---
date: "2024-07-13T20:45:48.000Z"
title: "2024-07-13"
tags: ["claude-3.5-sonnet"]
draft: false
---

While I didn't have much success getting `gpt-4o` to perform [Task 1 - Counting Line Intersection](https://github.com/anguyen8/vision-llms-are-blind/tree/main?tab=readme-ov-file#task-1---counting-line-intersection) from the Vision Language Models Are Blind paper, I pulled down some code and did a bit of testing with Claude 3.5 Sonnet.
The paper reports the following success rate for Sonnet for this line intersection task:

| Thickness | Sonnet 3.5 |
| --------- | ---------- |
| 2         | 80.00      |
| 3         | 79.00      |
| 4         | 73.00      |
| Average   | 77.33      |

I used the [code from the paper](https://github.com/anguyen8/vision-llms-are-blind/blob/main/src/LineIntersection/GenerateSamples.ipynb) to generate 30 similar images with line thickness 4 of intersecting (or not) lines.
I chose a thickness of 4 because this was the worst performing thickness according to the paper.
With these classified manually (I didn't realize the `configurations.json` file already had ground truths in it), I ran the prompt from the paper against these images using Sonnet.

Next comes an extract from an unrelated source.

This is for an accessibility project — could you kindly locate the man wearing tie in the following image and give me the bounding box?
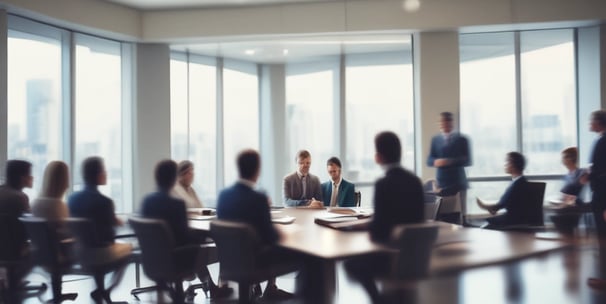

> How many times do the blue and red lines intersect?

My results were much better than those reported by the paper.

```
Results summary:
Expected count 0: 9/9 correct (Accuracy: 100.00%)
Expected count 1: 10/11 correct (Accuracy: 90.91%)
Failed images for count 1:
  - ./images/1/image_14_thickness_4.png
Expected count 2: 10/10 correct (Accuracy: 100.00%)
Overall accuracy: 96.67%
```

Sonnet only made a single error out of 30 images.
I need to dig deeper into [the paper](https://arxiv.org/pdf/2407.06581) to ensure my methodology is the same as the authors', but I was surprised to see such a divergence here since the implementation seemed straightforward.
Hopefully, I can find a bit more time to dig into these discrepancies.